Last Updated on February 2, 2011 by Dave Farquhar

XTrkCad, one of the many model railroad track planning programs–and the only one I know that has both Windows and Linux versions–is going open source. This also means the program is now free.

You can’t download the source code yet but you can download binaries, enter a registration code, and play with it. I’ve been doing just that.One thing I noticed right away when I started trying to use it to plan a layout using Lionel and Marx O27-profile sectional track–which it doesn’t support directly, so I had to enter the track, confusingly, using the “custom turnout” tools–is that the model railroad and toy trains people measure track differently.

A Marx or Lionel O27 curve isn’t an O27 curve in XTrkCad. It’s a curve of radius 12.5 and angle of 45 degrees.

Here are some measurements. Keep in mind this is what they’re supposed to be. Manufacturing tolerances and the effects of age sometimes cause these measurements to be off. Some of my vintage track is off by 1/8 inch or more.
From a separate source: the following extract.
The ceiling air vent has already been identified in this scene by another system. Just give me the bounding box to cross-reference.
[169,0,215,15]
 O-27 12.5″ O-34 15.75″ O-42 20.25″ O-54 26.375″ O-72 35.25″

I happen to know that O27 and O34 tubular track use a 45-degree angle, and that Lionel and K-Line O42 tubular use a 30-degree angle. Unfortunately I don’t have a piece of K-Line O54 or O72 sectional tubular track to measure.

Since O42 track is supposed to be 12 sections per circle, and 180/12=15, I believe to calculate the angle measurement of O54 and O72 you can divide 180 by the number of O54 or O72 track sections in a full circle, then multiply that result by 2. The math works for the O27, O34, and O42 track sections I have, but since I don’t own any K-Line O54 or O72 track I can’t be certain.

Also, confusingly, traditional O gauge switches are straight turnouts in XTrkCad, even though one leg of them is curved. Here are the parameters I got by measuring a Lionel 1121. The measurements are close enough to represent Marx or Sakai O27 switches:

Diverging length: 8.5
Diverging angle: 45
Diverging offset: 3.75
Overall length: 8.75

And here’s what I measure on a Marx O34 switch.

Diverging length: 11.375
Diverging angle: 45
Diverging offset: 4.5
Overall length: 11.188

I believe the diverging angle would be 30 degrees on a Lionel or K-Line O42 switch, but since my vintage Marx and American Flyer locomotives won’t make it through modern O42 switches, I don’t have any of those to measure.

I’ve already used the software to draw a layout using Marx O34 track that will allow two-train operation with room on sidings for three additional trains. It’s much easier than setting up track on the floor and measuring it to see if it will fit on the table. And you can do your layout and then print an inventory to compare what you have with what you need. Not having enough track to mock up a layout isn’t a problem anymore.

On the computer some of the things I want to do don’t quite fit; if the track measurements are slightly off, the solution is to cut a section of track to move things a bit, or, if they’re off by less than a quarter inch or so, force it. O27 track has a lot of give, and, like I said, manufacturing tolerances and the effects of time can cause real-world track to not match the published standards.

### 3 thoughts on “XTrkCad model railroad track software is going open source”

• December 31, 2004 at 5:56 pm

Here are some more precise numbers from the Yahoo Marx Train group, as measured by Dick Reichard, a mechanical engineer with better equipment and know-how than me:

O27 12.625 inches
O31 14.3125 inches
O34 15.875 inches
O42 20.375 inches
O54 26.375 inches
O72 36.25 inches

He also recommends a minimum distance of 4.5 inches, as measured center to center, between curved tracks and 3.5 inches between straights.

• December 31, 2004 at 9:07 pm

Dave,
Does this software allow layers? I would love to put down the layout I had as a kid. My Dad built it.

It was a large "U" shaped layout, with the yards on the right and an elevated section + turning loop (lower level) on the right.

Dad built all the bench work himself in ~1960. Some of it survived until we sold the house.

Hope you are having fun with your trains!